The guidelines for categorizing cities include 39 factors, which include political, social, and cultural elements, as well as housing, health, and sanitation. The report aims to help multinational companies provide compensation to their expatriates if the conditions of the host country are worse than those of their native land.
The base city was chosen to be New York, at a level of 100, and every other city was ranked relative to New York. While Vienna scored 108.6 and Baghdad 14.7, the top rated U.S. city was Honolulu, which only made the 31st spot.
European cities dominated the top of the chart, composing 16 of the top 25. The second and third places were filled by the cities of Zurich, and Geneva, respectively. The highest ranked South American city was Point-à-Pierre, capital of Guadeloupe.

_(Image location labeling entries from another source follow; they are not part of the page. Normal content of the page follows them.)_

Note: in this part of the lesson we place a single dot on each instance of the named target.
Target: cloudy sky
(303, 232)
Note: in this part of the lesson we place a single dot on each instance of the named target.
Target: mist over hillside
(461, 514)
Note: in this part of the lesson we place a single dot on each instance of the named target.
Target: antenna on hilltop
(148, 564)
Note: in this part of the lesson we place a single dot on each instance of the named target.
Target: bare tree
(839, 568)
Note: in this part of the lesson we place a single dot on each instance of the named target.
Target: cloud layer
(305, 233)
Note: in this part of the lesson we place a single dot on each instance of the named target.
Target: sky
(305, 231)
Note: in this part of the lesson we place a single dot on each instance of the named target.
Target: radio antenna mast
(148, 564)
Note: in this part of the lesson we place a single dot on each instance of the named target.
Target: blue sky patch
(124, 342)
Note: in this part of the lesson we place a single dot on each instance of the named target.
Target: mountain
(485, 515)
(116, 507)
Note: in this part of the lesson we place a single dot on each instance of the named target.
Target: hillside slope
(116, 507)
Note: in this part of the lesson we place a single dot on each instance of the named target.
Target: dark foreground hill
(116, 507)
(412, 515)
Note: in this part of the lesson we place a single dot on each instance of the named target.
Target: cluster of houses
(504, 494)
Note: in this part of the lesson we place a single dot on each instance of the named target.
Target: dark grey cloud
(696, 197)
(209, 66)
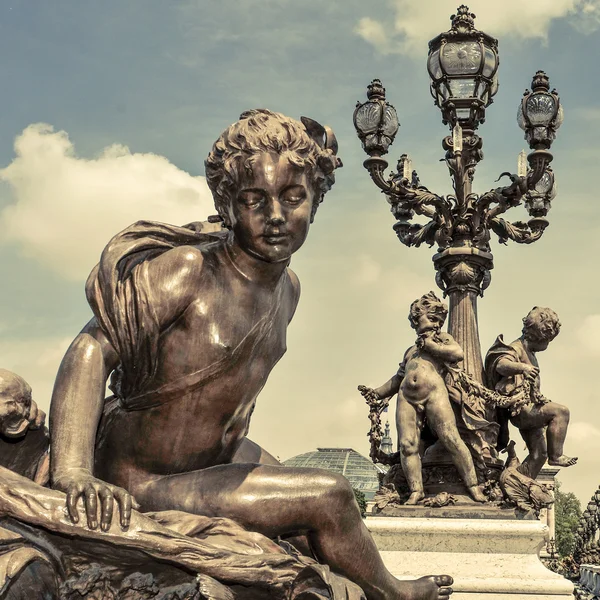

“Quality of living remained stable in North American cities. However, in South and Central America a general decline is witnessed mostly due to political instability, economic woes, and energy shortages in certain countries. High levels of crime also remain a major problem in many of the region’s cities” said Slagin Parakatil, senior researcher at Mercer.
A similar list was published by Economist Intelligence Unit (EIU), which also holds annual surveys of the best and worst living conditions, based on similar criteria as the Mercer report. The global livability survey ranked the Canadian city of Vancouver as the top city of 2010 because of its developed infrastructure, low crime levels, and general livability, according to EIU.
Harare, Zimbabwe, fell into the last spot, as the 140th city, according to the livability report.
International Living Journal ranked entire countries according to living expenses, culture, recreational activities, safety, economy, environment, and other factors this February. As a whole, France performed the best, then Australia, and third was Switzerland.
However, even though reports may say one thing, residents who are cozy in their native lands might disagree with their city not being at the top of the lists. Travelers will agree that in the most desolate corner of the world one can experience something magical, without the need for brightly-lit streets and the bustling of pedestrians.